Acquired cardiomyopathies develop from damage or stress to previously healthy heart muscle. Chronic alcohol use, viral infections, uncontrolled diabetes, thyroid disorders, nutritional deficiencies, and exposure to certain toxins can all cause the heart to enlarge, stiffen, or weaken over time. In practice, many cases involve both: a person may carry a genetic vulnerability that only becomes apparent when an external stressor pushes the heart past its limits.
How Cardiomyopathy Is Managed
Treatment depends on the type and severity. For milder cases, medications that reduce the heart’s workload, control blood pressure, and prevent fluid buildup are the foundation. Many people with cardiomyopathy take a combination of drugs that help the heart pump more efficiently and prevent it from remodeling further.
When the heart’s pumping fraction drops below 35 percent and symptoms persist, an implantable device that detects and corrects dangerous rhythms may be recommended. This is particularly relevant for people with dilated or arrhythmogenic cardiomyopathy, where the risk of sudden cardiac arrest is elevated. For those with very advanced heart failure that doesn’t respond to other treatments, a mechanical pump or heart transplant becomes an option.

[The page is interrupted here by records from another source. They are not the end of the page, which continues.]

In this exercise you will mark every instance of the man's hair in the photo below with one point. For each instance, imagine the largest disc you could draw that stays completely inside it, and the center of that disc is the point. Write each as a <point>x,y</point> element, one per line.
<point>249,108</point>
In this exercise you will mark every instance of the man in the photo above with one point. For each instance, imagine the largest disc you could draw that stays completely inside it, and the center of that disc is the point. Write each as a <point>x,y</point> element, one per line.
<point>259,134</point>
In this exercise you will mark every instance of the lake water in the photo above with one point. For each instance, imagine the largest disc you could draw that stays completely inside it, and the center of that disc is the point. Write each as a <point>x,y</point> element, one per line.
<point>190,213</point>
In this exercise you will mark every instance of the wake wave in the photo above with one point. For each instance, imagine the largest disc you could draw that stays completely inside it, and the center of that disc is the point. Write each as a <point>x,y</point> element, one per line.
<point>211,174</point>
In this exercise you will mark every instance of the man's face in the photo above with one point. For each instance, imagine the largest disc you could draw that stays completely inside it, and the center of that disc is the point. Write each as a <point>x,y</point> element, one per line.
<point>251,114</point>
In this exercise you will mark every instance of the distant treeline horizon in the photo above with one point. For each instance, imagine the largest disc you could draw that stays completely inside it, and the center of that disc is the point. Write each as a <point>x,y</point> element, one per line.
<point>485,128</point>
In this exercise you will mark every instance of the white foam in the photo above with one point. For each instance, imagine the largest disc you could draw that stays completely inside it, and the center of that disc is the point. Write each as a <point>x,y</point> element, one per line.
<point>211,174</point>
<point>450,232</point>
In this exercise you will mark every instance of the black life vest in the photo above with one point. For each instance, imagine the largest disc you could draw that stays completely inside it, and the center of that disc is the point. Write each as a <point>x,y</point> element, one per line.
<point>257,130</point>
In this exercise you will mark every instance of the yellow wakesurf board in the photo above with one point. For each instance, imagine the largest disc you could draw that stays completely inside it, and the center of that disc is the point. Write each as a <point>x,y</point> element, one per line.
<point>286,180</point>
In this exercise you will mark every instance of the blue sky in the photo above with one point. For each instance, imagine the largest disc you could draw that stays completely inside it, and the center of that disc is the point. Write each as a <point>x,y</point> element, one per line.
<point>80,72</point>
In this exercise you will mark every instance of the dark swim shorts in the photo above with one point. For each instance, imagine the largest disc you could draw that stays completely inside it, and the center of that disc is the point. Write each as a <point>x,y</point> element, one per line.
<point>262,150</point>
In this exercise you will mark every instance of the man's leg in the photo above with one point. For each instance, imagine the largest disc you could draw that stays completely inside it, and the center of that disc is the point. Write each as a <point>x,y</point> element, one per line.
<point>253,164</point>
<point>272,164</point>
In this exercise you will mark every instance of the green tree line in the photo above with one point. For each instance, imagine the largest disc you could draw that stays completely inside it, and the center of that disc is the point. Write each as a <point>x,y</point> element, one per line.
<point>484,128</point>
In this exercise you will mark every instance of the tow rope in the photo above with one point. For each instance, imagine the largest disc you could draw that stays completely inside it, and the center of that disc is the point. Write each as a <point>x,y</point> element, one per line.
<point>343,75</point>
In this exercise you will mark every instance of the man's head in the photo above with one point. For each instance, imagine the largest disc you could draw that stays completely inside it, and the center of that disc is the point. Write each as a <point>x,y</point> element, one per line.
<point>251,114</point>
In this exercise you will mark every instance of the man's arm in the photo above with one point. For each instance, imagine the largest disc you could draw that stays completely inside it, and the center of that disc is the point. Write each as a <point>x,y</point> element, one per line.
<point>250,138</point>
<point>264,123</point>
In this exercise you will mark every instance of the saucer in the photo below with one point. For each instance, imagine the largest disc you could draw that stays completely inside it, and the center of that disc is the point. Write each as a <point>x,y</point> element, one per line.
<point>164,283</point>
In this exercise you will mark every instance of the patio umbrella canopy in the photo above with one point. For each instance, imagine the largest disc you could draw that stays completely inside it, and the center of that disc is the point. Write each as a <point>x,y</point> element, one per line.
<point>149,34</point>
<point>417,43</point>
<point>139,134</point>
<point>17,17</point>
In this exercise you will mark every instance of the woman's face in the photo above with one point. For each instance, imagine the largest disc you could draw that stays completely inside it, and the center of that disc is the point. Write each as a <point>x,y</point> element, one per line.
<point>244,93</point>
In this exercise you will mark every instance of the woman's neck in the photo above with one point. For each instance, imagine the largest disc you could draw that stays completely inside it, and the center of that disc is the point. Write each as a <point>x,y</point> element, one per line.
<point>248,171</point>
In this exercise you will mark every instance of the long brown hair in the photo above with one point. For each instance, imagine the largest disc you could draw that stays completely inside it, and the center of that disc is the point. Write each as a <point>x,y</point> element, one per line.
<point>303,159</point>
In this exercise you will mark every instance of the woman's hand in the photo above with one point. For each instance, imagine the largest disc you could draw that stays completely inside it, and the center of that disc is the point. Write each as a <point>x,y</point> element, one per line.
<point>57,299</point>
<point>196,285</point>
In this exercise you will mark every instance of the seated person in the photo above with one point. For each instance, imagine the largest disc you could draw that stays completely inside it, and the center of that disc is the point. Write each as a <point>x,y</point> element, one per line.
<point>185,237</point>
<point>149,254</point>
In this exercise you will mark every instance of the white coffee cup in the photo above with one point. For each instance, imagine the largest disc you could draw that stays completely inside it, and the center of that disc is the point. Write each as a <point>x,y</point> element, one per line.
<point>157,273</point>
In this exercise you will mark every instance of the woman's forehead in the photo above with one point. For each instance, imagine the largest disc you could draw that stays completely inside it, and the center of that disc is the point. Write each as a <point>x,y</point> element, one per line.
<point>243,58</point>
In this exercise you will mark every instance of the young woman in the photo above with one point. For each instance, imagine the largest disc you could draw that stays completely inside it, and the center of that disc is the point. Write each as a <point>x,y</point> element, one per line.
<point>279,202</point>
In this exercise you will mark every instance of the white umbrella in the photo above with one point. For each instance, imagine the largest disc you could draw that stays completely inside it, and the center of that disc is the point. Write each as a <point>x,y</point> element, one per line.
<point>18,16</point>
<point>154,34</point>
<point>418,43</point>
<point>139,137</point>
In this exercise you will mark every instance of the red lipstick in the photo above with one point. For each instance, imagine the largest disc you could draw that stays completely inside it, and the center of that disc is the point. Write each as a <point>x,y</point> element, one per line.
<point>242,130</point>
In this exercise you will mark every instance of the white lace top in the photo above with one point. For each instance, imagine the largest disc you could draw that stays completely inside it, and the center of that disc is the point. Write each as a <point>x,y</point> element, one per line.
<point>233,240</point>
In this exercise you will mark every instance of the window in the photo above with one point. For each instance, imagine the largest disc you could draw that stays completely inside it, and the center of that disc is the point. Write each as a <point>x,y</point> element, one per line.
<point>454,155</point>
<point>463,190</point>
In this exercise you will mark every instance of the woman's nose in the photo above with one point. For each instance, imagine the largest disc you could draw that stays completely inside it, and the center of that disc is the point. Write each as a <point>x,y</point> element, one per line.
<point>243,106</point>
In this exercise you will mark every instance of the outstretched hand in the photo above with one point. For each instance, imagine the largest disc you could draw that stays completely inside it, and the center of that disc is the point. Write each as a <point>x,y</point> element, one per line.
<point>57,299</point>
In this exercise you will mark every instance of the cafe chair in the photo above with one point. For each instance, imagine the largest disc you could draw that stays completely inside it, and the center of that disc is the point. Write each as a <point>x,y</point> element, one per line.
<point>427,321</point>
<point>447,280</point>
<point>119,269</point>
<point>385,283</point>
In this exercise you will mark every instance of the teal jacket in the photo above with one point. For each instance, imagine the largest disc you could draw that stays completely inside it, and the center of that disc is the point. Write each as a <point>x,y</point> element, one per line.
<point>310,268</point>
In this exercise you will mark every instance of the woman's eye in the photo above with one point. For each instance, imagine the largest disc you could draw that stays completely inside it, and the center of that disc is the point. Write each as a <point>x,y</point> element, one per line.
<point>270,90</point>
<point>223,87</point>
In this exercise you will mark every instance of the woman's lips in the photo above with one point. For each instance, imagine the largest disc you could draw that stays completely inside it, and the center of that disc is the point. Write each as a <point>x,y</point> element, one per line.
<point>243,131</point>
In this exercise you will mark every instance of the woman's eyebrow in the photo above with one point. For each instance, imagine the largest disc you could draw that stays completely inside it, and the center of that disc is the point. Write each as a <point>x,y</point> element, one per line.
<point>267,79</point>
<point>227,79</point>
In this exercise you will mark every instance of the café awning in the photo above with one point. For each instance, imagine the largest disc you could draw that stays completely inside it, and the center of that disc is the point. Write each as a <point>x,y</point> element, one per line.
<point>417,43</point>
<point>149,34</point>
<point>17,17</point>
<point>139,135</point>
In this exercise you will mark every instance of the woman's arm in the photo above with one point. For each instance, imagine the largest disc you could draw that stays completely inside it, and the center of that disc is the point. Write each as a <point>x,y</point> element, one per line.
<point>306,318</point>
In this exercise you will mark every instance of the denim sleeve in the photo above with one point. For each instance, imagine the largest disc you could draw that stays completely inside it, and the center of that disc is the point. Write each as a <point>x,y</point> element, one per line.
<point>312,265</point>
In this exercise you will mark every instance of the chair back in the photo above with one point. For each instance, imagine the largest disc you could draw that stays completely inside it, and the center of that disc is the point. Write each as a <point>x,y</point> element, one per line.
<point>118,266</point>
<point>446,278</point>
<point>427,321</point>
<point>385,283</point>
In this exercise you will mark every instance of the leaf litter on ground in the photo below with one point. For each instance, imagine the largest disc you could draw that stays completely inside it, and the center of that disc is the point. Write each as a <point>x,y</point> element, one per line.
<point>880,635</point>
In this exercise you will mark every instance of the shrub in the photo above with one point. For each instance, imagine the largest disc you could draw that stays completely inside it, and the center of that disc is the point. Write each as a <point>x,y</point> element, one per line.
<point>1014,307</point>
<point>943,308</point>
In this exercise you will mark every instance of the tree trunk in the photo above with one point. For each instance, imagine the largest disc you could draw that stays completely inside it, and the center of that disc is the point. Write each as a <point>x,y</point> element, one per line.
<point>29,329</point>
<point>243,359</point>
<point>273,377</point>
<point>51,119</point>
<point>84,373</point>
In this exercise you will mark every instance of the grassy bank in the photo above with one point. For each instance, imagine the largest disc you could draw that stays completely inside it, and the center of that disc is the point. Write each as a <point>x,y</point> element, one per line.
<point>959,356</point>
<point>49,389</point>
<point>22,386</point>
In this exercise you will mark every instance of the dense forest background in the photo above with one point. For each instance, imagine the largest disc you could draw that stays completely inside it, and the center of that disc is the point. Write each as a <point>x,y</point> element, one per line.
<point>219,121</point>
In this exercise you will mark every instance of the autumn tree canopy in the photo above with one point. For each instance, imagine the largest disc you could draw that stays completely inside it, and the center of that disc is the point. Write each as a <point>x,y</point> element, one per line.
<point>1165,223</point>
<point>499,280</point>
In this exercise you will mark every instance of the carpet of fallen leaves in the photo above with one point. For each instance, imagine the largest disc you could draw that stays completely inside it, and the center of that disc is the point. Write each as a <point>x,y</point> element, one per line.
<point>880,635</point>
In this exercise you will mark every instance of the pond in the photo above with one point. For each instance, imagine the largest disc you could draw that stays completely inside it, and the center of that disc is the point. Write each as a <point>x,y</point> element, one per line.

Lifestyle adjustments matter across all types. Limiting salt intake helps manage fluid retention. Moderate physical activity is encouraged for most cardiomyopathies, with the notable exception of arrhythmogenic cardiomyopathy and certain forms of HCM where intense exertion carries real risk. Avoiding alcohol is especially important when it may have contributed to the condition, since the heart can sometimes partially recover once the toxic exposure stops.